1

I have a large data set (several million rows) stored as a data.table (I am currently learning to use the package). It is in a format like this (just the relevant columns):

DT=data.table("a"=c(11,11,11,12,13,13),"b"=c("x", "y", "z", "y", "x", "y"))
DT
   a  b
1: 11 x
2: 11 y
3: 11 z
4: 12 y
5: 13 x
6: 13 y

I am trying to build a function that based on input of value in "a", finds all the values associated with it in "b" (list A), and then searches through the remaining values in "a" and returns the one who has the most values in "b" matching to ones in list A.

e.g. for a=11, list A is "x, y, z", for a=13, list A is "x, y" the desired result for a=13 is a=11 (matches on 2 values - "x, y")

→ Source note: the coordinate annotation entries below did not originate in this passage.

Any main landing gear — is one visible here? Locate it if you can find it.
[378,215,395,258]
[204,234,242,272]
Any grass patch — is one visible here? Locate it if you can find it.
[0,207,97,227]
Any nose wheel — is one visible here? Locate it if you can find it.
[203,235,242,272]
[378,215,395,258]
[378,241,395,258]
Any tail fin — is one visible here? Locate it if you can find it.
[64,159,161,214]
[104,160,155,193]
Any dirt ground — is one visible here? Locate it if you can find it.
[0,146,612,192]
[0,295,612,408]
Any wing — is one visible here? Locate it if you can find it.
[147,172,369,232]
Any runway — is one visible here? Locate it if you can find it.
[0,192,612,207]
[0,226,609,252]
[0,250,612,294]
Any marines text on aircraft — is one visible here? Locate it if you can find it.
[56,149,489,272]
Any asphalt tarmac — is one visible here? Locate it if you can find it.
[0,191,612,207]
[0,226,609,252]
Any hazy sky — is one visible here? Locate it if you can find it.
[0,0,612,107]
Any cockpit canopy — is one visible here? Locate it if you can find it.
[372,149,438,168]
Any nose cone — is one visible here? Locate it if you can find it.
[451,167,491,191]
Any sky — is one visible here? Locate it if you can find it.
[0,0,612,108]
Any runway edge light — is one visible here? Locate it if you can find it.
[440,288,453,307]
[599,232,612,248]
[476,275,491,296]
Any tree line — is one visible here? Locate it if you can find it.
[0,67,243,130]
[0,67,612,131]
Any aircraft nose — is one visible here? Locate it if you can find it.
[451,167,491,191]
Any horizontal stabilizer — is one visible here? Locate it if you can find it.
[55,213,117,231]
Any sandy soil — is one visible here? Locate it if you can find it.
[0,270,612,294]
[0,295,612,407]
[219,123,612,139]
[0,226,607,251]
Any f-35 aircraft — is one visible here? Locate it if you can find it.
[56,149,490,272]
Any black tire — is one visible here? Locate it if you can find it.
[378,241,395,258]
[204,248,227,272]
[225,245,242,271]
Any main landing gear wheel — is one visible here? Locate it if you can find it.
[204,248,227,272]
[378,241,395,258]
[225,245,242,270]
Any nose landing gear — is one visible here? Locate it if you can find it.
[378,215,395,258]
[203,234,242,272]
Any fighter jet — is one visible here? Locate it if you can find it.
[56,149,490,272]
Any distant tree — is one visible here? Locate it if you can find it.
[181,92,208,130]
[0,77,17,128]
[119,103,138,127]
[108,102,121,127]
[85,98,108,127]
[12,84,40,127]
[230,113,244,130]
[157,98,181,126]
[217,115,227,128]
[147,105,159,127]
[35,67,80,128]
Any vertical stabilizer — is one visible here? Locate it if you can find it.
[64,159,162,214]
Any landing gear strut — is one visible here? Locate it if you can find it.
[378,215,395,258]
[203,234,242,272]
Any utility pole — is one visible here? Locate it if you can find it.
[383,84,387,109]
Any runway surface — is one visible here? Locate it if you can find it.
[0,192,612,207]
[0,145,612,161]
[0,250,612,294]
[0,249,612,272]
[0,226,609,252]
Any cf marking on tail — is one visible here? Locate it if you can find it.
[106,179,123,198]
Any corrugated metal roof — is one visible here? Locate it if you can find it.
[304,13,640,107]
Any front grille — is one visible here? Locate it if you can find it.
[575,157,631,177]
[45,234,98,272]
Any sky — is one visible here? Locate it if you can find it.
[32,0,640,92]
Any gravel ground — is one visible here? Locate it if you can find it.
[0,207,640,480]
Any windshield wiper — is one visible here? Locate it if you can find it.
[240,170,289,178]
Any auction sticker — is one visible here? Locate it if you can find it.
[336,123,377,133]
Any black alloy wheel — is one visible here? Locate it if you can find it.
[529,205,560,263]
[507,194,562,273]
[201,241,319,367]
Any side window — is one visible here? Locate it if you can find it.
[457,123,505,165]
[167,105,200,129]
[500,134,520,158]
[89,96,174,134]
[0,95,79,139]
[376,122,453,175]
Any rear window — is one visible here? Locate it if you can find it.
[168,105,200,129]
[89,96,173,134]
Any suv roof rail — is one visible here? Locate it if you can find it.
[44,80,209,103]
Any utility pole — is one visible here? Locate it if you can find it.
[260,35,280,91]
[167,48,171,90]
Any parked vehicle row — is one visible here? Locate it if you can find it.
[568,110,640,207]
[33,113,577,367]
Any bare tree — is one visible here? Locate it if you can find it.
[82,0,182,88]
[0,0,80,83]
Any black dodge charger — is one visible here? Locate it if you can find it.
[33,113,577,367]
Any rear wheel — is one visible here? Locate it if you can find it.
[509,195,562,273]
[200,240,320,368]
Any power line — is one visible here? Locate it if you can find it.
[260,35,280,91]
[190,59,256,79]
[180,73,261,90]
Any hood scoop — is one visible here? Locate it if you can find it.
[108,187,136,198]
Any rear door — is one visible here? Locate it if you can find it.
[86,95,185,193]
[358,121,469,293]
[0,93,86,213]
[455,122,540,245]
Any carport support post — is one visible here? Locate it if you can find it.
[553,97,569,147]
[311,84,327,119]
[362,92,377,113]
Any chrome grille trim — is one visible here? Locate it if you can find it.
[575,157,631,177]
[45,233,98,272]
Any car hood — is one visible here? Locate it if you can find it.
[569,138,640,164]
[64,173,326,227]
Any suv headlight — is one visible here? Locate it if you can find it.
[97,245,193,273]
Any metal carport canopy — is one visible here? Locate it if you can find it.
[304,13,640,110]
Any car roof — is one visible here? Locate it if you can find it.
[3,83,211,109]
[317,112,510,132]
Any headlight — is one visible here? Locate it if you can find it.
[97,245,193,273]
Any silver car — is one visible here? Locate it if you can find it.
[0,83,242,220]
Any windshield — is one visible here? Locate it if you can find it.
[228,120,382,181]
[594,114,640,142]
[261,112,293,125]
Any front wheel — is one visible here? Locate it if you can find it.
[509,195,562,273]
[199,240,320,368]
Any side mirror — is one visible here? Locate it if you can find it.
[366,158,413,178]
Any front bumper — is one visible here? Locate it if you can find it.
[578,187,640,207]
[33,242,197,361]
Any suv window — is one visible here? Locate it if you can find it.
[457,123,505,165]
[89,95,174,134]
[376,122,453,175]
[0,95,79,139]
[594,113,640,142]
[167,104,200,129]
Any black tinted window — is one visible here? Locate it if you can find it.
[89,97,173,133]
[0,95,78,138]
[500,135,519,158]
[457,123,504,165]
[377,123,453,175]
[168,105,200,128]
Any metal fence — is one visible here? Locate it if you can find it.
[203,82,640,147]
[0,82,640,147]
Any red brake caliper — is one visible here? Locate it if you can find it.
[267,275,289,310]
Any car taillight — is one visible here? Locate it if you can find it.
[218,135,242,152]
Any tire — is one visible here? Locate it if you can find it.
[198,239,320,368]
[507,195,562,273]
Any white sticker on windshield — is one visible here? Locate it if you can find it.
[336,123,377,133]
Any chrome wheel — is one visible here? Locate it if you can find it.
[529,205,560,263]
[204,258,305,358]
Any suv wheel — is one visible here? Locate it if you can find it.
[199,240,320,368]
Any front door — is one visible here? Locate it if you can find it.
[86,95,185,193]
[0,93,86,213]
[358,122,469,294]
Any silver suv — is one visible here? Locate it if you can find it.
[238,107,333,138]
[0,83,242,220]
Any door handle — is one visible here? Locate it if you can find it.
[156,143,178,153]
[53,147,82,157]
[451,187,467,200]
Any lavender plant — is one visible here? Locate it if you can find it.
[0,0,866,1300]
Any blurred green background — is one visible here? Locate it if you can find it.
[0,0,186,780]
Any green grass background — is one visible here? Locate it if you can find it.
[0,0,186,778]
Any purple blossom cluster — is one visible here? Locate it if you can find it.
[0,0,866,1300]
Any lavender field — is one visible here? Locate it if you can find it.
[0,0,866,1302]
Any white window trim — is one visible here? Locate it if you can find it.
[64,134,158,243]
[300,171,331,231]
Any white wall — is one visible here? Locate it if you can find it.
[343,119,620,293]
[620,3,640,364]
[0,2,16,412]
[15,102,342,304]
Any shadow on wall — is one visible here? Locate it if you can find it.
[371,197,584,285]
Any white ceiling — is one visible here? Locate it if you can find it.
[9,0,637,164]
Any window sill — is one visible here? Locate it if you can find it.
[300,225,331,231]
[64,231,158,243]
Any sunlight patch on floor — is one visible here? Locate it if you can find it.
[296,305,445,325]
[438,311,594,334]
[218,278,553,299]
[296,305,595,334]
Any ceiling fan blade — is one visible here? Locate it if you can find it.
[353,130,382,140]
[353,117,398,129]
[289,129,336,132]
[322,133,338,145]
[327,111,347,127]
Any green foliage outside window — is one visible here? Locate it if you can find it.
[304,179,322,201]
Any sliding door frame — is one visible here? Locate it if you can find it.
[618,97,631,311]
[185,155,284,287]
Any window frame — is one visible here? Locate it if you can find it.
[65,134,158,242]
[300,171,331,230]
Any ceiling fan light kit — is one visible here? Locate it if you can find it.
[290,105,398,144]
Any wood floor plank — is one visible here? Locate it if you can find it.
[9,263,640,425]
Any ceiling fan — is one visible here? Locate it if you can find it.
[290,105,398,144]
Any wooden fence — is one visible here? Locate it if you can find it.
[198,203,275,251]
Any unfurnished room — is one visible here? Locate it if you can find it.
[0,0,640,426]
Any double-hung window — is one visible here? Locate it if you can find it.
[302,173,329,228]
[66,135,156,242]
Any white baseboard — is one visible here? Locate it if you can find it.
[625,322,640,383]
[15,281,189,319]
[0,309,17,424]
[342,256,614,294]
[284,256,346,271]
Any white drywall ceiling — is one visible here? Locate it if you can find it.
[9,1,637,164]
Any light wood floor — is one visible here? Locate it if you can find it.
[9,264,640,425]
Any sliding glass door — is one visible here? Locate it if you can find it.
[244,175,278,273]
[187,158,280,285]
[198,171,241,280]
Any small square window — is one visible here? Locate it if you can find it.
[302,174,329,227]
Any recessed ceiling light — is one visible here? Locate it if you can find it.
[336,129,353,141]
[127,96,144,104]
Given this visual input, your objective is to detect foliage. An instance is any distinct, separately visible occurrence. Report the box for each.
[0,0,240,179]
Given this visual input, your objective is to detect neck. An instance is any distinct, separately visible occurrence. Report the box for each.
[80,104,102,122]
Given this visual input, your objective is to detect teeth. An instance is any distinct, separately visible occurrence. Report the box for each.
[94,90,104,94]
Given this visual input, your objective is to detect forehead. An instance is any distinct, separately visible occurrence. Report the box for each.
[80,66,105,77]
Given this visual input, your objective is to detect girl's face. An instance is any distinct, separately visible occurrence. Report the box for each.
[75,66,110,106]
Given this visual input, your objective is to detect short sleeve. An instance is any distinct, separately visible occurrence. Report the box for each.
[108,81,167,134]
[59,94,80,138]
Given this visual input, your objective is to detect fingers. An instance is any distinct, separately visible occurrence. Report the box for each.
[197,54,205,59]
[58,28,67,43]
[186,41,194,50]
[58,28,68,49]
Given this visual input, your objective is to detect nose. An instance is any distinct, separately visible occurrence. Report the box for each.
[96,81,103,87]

I am trying to find the most efficient way to do this. what I tried so far is:

toMatch=3
setkey(DT,a)
vals=DT[list(toMatch)]$b

vals
[1] "x" "y"

setkey(DT,b)
temp=data.table("listA"=DT[list(vals)]$a)
temp[,.N, by = names(temp)][order(-N)]

temp
   listA  N
1:     11 2
2:     31 2
3:     21 1

best=temp[listA!=toMatch][1]
   listA
1:    11

This gives the desired result, but requires resetting the key (which is not feasible each time) or constructing auxiliary tables, each with its own key. As previously mentioned, I am only now learning to use data.table - I am sure there is a more efficient way to achieve this.

Thanks for your help!

yarbaur
  • 75
  • 8
  • So ultimately, you simply trying to get the `a` value that has the most unique values in `b` ? – mtoto Apr 08 '16 at 10:55
  • not sure I understand your phrasing. I'm trying to find the value in `a` whose list of `b` values matches most closely the list of another value in `a`. – yarbaur Apr 08 '16 at 13:13
  • couldn't you just do `table(DT)` and go from there? – mtoto Apr 08 '16 at 13:40
  • You do not need to set the key for merges, thanks to a new feature in version 1.9.6: `X[Y, on=cols]`. I don't know the best reference for the new syntax, but this should help: http://stackoverflow.com/a/20057411/1191259 – Frank Apr 08 '16 at 15:35
  • @mtoto not very clear where/how you go from there...? – eddi Apr 08 '16 at 16:37

1 Answers1

0

This is just your algo, rewritten:

DT[, DT[.SD, on = 'b'][a != currval, .N, by = a][order(-N), .(bestmatch = a[1])]
   , by = .(currval = a)]
#   currval bestmatch
#1:      11        13
#2:      12        11
#3:      13        11
eddi
  • 49,088
  • 6
  • 104
  • 155